On the other hand, each is spiritually consoling.  The legal view—given the reality of our estrangement from a holy God, the judgment that flows from this estrangement, and the terrible shame that attends it—forever quiets our fears through its emphasis on a perfect righteousness given to us by faith.  The ethical view—given our creational orientation towards holiness, the corruption of our holiness through sin, and the misery that attends this corruption—comforts us by reminding us that we can even now, by the power of the Spirit, take on the very character of Christ.  The experiential view—given the depth of our yearning for God and the pain of our exile from His presence—enraptures us by reminding us that through Christ we may once again have sweet communion with the living God.  For these reasons, each of these aspects of union with Christ must be proclaimed with joy.

But, when taken in isolation, each of these themes has weaknesses as well. 

First, each—in itself—is biblically simplistic. The simple fact of the matter is that the Bible uses a variety of images in describing our union with Christ: familial, marital, military, legal, athletic, agricultural, ethical, etc.  To emphasize one of these images—no matter how personally significant or pastorally effective—to the exclusion of the others is to simplify the glorious complexity of the Biblical witness to our life with God.  If we are to speak of union with Christ in a way that reflects its deep meaning, we must labor to recover and proclaim the fullness of the Bible’s vision.

Secondly, each—in itself—is theologically inadequate.   The nature and meaning of union with God in Christ is the deep mystery and the great joy of theological inquiry.  As such, attending to this union requires every theological resource at our disposal—no single tool will do.  The legal theme for example, teaches us much about the way in which sinful human beings can be rightly and justly related to a holy God.  But it teaches us little about how God interacts with us on a daily basis, and little about what it means to follow Him and participate in His work in the world.  The ethical theme tells us a great deal about the shape of holy moral action in the world, and about the virtues required for such action.  But it teaches us little about the motivation for such action or about the power by which it is carried out.  The experiential theme teaches us much about the beautiful and mysterious quality of inner communion with God—with all of its joys and travails.  But it teaches us little about the basis upon which we come to commune with God in the first place or about the moral life to which communion obligates us.  Thus each of these themes—in spite of their respective strengths—is inadequate to support the deep theological meaning of union with Christ, and to emphasize any one of them to the exclusion of the others is to inevitably truncate this meaning.

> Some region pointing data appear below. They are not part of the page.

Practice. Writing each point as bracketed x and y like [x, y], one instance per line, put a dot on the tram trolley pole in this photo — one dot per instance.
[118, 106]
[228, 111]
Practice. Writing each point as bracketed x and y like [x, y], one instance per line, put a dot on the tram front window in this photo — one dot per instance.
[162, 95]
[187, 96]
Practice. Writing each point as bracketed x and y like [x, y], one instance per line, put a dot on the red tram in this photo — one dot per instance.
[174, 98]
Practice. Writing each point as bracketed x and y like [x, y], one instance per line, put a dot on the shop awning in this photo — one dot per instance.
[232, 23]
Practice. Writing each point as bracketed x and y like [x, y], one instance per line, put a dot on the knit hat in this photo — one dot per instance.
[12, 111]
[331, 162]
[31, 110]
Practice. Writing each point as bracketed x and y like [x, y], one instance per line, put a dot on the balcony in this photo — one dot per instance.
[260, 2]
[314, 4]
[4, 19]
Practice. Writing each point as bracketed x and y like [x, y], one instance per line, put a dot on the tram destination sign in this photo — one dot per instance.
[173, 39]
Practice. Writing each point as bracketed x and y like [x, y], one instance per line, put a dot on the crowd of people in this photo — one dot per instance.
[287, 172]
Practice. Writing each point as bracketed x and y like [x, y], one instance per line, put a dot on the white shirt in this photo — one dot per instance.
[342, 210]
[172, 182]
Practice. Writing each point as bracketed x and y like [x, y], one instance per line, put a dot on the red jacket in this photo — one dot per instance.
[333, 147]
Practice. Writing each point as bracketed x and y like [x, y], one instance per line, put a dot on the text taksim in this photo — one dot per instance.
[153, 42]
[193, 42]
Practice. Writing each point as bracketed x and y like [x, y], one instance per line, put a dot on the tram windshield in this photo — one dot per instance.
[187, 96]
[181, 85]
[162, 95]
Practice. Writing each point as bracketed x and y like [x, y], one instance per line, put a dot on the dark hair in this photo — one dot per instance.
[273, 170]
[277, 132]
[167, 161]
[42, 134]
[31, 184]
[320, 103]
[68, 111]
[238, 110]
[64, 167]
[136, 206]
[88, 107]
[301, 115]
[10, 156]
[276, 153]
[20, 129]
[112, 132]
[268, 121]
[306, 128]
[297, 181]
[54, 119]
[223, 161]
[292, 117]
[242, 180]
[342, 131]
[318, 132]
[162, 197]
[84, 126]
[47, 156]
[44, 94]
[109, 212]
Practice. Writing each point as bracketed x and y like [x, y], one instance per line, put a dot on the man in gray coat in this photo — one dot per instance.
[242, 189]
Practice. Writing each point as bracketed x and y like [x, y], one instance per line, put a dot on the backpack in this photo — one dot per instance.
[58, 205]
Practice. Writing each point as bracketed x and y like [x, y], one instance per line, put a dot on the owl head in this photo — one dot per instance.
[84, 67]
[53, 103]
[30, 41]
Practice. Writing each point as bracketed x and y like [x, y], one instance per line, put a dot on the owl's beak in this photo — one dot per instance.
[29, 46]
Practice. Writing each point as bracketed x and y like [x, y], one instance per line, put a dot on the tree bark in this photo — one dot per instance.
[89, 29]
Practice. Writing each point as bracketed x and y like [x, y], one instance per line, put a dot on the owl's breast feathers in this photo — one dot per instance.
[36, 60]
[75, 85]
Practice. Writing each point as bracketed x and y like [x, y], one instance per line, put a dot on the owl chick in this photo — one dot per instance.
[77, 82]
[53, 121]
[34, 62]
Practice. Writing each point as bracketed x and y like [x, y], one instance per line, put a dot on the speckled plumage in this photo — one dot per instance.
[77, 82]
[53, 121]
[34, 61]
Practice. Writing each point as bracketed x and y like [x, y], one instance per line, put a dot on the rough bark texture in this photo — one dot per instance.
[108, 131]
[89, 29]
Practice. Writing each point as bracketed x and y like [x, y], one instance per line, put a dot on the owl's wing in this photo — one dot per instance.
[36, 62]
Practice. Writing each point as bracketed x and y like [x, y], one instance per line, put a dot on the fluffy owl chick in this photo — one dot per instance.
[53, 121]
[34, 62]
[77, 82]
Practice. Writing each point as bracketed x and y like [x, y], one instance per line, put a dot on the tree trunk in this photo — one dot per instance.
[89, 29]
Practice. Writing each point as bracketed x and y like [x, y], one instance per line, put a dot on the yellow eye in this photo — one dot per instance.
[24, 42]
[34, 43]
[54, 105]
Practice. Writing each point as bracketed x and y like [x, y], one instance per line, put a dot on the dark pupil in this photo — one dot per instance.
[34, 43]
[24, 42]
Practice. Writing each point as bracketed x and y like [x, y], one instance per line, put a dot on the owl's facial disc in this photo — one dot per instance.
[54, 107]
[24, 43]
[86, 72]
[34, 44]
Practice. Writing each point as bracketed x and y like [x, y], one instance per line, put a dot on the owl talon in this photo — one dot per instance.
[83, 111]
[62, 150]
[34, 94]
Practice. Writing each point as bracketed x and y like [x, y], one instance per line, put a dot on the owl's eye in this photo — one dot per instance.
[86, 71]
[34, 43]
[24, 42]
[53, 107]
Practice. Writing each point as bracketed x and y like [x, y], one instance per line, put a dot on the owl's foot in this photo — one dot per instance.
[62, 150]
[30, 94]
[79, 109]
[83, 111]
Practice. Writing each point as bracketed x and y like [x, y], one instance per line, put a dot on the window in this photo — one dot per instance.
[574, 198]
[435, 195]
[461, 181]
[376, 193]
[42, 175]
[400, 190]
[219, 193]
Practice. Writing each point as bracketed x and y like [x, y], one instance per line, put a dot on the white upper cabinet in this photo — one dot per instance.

Thirdly, each—in itself—is spiritually limiting.   Paul teaches us that God has called His people that they might be conformed to the image of His Son.  This is the great calling and final goal of union with Christ.  But faithfulness to this calling requires us to view this union in comprehensive terms.  Viewing union with Christ only through the legal lens leads us to embrace his righteous record by faith, but it teaches us neither to follow Jesus in concrete ways in the world, nor to relate to Jesus as a living person who communes with us.  Viewing union with Jesus through the ethical lens teaches us how to imitate His life in the world, but it does not teach us how to find forgiveness for our sins, or how to live with God in intimacy.  To view union with Jesus through the experiential lens teaches us how to commune with God, but it does not teach on what basis this communion happens, nor what kind of life this communion creates.  As such, each of these lenses, if taken by themselves, inevitably and sadly limit the spiritual life which they seek to nourish.

Because union with God through Jesus Christ is the central mystery, the animating power, and the ultimate goal of the Christian life, we must self-consciously labor to recover it as a theological foundation in our time.  To fail to do so is to ensure the deformation of the church.  But doing so will require us to attend to the deep meaning of union with Christ—not just to what He has done for us, or what He models to us, or what He shares with us—but to the glorious whole.